Superintendent of Public Health Prof. Charmaine Gauci has played down the potential implications of Malta’s sudden rise in new COVID-19 cases on the country’s transition strategy.
“We confirmed more cases than usual today but we must remember that our numbers are quite low and small numbers make a difference to the rate of transmission,” she said. “We had a situation early on when we confirmed 52 cases in one day, the largest yet, but we don’t only look at spikes.”
“When we observe the number of cases, how they will impact the measures we relax and when, we look at the rolling average reflected in the RT factor.”
Malta confirmed 14 new COVID-19 cases today, its highest rise in new cases since 11th April, as well as seven new recoveries.
However, the health authorities have always maintained that the main strategy is to ensure hospitals can cope with the demand and, as it stands, the number of hospitalisations remains low.
Only one patient is receiving treatment at Mater Dei, two at Sir Paul Boffa Hospital, four at St Thomas Hospital and three at Karen Grech Hospital. No one is currently receiving intensive care.

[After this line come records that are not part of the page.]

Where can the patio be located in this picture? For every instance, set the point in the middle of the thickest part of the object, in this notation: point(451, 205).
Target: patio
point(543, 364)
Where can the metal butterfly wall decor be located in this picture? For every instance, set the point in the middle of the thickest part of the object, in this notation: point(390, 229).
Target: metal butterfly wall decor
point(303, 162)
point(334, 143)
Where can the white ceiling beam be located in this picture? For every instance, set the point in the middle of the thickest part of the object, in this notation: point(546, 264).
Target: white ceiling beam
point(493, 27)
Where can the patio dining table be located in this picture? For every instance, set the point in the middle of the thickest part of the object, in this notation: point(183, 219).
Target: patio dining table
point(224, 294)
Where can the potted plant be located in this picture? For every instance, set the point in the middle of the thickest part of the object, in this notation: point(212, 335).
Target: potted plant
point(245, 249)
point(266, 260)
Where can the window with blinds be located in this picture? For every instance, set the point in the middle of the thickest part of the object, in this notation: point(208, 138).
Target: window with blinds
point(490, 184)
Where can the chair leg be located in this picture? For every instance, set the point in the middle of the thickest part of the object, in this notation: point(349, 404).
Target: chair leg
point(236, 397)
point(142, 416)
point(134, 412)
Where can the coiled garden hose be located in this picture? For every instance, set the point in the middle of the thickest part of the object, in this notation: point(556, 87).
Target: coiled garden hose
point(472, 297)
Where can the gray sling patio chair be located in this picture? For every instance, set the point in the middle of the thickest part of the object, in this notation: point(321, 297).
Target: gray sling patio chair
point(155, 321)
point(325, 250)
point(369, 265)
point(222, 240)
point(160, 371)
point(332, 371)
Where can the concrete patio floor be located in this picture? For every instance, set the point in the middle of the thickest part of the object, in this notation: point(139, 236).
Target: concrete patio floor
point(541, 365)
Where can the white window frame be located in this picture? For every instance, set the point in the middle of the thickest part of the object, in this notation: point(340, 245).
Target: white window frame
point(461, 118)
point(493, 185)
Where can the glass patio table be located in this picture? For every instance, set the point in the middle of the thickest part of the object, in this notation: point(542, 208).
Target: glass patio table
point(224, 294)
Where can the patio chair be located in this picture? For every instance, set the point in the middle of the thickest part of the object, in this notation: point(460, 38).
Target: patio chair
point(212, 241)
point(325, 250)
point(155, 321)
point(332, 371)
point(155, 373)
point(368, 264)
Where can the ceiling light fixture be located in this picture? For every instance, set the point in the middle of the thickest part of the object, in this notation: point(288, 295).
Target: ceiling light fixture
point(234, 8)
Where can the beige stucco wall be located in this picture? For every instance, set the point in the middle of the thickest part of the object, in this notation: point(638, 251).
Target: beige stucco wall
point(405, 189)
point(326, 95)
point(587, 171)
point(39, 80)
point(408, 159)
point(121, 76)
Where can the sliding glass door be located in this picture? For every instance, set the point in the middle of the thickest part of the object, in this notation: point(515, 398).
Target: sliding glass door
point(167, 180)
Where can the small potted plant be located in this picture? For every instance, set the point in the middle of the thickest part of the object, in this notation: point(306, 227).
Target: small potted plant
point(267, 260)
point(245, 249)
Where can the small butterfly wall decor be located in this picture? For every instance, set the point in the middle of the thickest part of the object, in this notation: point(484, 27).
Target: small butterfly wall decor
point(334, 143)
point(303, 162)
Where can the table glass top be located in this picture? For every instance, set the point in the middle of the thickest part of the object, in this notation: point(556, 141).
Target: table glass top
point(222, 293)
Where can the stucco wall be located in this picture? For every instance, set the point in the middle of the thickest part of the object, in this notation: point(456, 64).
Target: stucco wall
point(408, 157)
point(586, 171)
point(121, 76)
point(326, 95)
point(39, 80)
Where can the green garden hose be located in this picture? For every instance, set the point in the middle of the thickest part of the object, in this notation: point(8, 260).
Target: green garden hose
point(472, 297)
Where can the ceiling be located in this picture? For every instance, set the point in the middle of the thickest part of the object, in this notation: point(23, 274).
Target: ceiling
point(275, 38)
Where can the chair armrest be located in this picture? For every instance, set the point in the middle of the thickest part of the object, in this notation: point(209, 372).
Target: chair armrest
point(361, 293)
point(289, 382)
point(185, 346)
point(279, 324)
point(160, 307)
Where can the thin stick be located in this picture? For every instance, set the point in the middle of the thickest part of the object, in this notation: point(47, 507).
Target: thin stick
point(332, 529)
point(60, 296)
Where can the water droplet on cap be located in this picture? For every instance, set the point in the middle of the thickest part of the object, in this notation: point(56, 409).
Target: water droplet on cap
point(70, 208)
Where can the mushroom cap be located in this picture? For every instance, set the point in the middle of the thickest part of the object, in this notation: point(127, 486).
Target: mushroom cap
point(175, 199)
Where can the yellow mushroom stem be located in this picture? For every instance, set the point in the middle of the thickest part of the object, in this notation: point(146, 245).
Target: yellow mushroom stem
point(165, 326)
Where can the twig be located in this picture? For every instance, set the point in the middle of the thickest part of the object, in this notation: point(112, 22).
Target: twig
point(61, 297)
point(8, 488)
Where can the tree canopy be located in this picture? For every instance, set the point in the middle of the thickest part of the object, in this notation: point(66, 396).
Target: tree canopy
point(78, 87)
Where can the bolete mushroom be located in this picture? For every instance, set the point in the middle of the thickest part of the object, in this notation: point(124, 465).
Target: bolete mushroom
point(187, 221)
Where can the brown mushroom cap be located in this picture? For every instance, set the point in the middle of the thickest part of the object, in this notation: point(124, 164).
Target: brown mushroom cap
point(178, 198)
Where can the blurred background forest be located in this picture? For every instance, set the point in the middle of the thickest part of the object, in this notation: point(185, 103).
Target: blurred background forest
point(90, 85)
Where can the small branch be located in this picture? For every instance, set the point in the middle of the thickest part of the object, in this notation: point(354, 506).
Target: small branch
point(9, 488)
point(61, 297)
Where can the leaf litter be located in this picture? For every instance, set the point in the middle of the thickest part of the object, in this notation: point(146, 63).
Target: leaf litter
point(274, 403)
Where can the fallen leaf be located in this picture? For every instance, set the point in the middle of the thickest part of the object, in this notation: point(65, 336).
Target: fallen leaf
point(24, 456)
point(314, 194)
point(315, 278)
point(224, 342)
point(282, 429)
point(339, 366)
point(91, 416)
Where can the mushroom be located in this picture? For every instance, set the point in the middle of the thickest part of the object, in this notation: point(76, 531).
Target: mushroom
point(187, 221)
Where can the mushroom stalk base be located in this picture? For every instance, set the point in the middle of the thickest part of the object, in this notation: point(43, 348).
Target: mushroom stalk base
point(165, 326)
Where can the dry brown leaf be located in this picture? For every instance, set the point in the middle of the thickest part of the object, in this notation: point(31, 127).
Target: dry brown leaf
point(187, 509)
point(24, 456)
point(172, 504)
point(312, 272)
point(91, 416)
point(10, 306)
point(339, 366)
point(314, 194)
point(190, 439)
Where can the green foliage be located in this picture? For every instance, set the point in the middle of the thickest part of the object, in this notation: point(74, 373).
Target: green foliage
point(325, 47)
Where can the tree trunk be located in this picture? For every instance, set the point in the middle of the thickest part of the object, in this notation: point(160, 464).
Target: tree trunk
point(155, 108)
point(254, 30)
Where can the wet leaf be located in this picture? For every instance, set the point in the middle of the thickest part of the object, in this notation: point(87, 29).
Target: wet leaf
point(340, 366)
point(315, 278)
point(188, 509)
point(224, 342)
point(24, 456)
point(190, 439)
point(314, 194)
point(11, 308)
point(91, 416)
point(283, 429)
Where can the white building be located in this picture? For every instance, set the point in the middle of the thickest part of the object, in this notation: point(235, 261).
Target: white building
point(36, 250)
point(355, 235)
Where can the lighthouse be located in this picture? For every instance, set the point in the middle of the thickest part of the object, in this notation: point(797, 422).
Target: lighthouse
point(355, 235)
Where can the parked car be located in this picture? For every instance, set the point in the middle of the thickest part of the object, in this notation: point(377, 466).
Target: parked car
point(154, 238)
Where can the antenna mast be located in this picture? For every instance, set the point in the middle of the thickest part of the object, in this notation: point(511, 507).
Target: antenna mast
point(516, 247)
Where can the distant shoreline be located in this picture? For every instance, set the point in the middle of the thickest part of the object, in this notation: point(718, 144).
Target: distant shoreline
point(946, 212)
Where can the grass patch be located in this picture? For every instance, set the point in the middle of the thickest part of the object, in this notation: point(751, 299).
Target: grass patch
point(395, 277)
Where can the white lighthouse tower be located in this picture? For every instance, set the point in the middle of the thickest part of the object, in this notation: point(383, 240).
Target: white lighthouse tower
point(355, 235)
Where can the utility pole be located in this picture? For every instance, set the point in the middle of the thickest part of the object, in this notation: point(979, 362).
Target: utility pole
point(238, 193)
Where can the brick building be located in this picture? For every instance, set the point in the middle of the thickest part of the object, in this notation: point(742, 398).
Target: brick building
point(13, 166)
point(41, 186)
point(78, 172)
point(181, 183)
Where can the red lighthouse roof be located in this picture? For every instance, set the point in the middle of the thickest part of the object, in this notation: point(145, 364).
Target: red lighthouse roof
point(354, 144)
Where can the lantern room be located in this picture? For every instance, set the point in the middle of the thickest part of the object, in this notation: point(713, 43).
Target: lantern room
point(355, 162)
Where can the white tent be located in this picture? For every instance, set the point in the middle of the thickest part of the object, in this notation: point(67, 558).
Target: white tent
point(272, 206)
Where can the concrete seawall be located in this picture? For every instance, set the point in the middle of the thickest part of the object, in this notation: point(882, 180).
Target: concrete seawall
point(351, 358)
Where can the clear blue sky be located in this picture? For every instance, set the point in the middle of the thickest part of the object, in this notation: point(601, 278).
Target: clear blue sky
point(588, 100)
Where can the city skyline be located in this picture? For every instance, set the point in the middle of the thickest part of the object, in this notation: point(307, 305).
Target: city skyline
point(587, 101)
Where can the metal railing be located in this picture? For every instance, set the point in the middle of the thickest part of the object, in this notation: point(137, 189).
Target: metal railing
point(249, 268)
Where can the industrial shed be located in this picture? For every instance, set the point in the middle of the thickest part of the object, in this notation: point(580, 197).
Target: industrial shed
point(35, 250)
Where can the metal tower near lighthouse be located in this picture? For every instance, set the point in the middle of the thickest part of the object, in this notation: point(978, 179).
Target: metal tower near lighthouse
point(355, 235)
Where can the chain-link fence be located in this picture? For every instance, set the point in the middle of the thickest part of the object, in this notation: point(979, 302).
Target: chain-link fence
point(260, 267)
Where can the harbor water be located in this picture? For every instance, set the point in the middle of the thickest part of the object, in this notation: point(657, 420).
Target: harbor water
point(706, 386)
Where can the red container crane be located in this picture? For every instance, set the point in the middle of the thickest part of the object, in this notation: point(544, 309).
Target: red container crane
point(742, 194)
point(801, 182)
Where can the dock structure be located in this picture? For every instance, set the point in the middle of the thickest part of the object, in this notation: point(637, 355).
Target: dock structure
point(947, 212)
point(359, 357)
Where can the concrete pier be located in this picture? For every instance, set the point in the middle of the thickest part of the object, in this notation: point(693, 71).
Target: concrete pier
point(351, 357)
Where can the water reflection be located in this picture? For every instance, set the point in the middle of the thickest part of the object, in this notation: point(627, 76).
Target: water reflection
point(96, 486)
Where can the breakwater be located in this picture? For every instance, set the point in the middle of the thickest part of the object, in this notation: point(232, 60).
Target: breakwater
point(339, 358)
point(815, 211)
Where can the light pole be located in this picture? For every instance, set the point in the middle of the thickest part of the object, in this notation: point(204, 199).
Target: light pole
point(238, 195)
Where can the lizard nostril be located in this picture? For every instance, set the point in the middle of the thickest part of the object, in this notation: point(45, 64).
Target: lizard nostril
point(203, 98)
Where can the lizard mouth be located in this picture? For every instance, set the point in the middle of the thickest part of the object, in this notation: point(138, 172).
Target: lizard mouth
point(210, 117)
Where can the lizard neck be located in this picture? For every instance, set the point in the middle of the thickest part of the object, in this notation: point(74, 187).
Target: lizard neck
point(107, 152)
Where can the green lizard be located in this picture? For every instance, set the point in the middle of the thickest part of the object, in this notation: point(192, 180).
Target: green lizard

Prof. Gauci also played down concerns on the high rate of healthcare workers who have tested positive for the virus, with the latest four confirmed today.
She said the high rate of confirmed infections among healthcare workers doesn’t necessarily reflect an abnormally high rate of actual infections, but rather the fact that “rigorous” testing is being carried out among them.
“Healthcare workers also form part of the community so the risk of them catching the virus from the community is similar to the risk other people face,” she said.
“We are finding more positive healthcare workers because we’re conducting a rigorous random testing study to catch both those workers with symptoms and those who are asymptomatic.”